Now we'd like to take a few minutes to remember an automotive icon. This week, the last Volkswagen Beetle rolled off the assembly line in Puebla, Mexico. The car, beloved as it has become, actually has a complicated history. The original idea was formulated by Nazi leader Adolf Hitler in the 1930s, who wanted a people's car, a Volkswagen. But the car wasn't actually produced for civilians until the late 1940s, when the victorious Allies wanted to get Germany's economy going again. Multiple rebrands later, a hipster favorite was born.

(SOUNDBITE OF ARCHIVED RECORDING)

UNIDENTIFIED PERSON: It's ugly, but it gets you there.

MARTIN: With all the other small car options on the market now, we wondered if the quirky bug will be missed. So we asked you to tell us your favorite Beetle memories, and you did. More than 900 people wrote us, including Kristine Smith. She got a robin's-egg-blue Beetle convertible when she was 16.

KRISTINE SMITH: It really felt like a mascot or like a family pet to me. So it was a really hard decision and when I sold the car because I did feel like I was giving my dog away or something.

MARTIN: A lot of you wanted to tell us about the Beetle's durability or the lack thereof. We're still wondering why so many of you had to use an ice scraper on the inside of the windshield. And then, there was this other thing. Robert Rillo remembers driving to a concert one summer with his sister and her friend and having to wait hours in the Oklahoma heat to park.

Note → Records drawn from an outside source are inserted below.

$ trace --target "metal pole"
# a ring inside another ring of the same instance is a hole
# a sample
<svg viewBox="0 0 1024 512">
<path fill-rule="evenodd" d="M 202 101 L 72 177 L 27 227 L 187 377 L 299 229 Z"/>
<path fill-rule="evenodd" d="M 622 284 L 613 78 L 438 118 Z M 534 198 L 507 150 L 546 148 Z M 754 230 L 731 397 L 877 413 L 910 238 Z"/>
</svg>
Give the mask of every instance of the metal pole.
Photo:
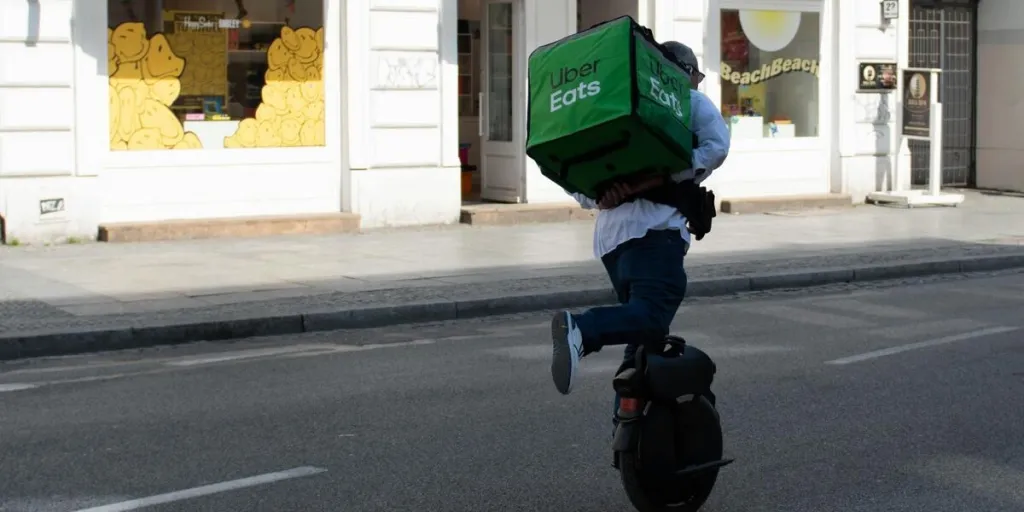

ROBERT RILLO: And as we were sitting there, he goes, you know, man, it sure is getting hot in here. And we thought, yeah, it's just hot. Then a few seconds later, he's like it's getting really hot in here. And then, a second or two later, he jumped up, and smoke was kind of coming out from underneath the seat.

MARTIN: The battery was on fire. They managed to put out the fire, go to the concert and see Huey Lewis and the News. But they missed the opener, Stevie Ray Vaughan.

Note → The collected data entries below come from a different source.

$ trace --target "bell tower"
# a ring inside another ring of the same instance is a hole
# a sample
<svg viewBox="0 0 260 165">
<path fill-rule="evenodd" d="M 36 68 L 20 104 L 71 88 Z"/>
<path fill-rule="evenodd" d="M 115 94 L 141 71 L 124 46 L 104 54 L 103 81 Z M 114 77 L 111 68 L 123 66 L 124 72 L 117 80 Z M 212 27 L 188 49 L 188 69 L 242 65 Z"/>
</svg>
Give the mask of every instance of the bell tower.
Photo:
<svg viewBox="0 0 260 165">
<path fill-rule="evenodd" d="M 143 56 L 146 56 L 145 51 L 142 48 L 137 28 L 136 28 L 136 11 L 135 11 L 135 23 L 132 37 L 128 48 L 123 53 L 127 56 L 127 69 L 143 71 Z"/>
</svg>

RILLO: That was tragic (laughter).

MARTIN: We were so sorry to hear that. So here you go, Robert. This one's for you.

(SOUNDBITE OF SONG, "PRIDE AND JOY")

STEVIE RAY VAUGHAN: (Singing) She my sweet little thing. She my pride and joy.

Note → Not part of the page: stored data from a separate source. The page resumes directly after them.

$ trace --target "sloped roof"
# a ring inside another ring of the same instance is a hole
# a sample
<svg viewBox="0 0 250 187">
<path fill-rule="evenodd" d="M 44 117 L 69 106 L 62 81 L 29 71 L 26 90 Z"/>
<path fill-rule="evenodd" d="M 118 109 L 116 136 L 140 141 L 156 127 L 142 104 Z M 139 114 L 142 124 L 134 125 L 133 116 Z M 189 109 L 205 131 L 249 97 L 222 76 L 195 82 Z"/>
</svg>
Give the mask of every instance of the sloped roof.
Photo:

MARTIN: But everybody who wrote us forgave the Beetle's quirks. Kelly Moors certainly did. She says that in 1976, quote, "I was 16. My boyfriend was 17. He was handsome and sweet and drove a VW Beetle. I loved them both. He taught me to drive it, stick shift and all. He also taught me to kiss in it. It was a lovely summer." You go, Kelly. And she was not the only one to find love.

JESSICA BRAY: He had a Beetle with a beard, and I called him the guy - beard with a Beetle.

MARTIN: That's Jessica Bray. She met a guy when she was the chair of a local car show in Kentucky.

BRAY: By the end of the show, we ended up exchanging numbers. We went out to dinner. And six months later, he asked me to be his wife.

(SOUNDBITE OF MUSIC)

BRAY: We've got a bus. We've got a single-cab truck that we call tetanus because it is all rusted out.

MARTIN: Herbie the Love Bug would be so proud. Those are just a few of the hundreds of memories you sent us of a Volkswagen Beetle.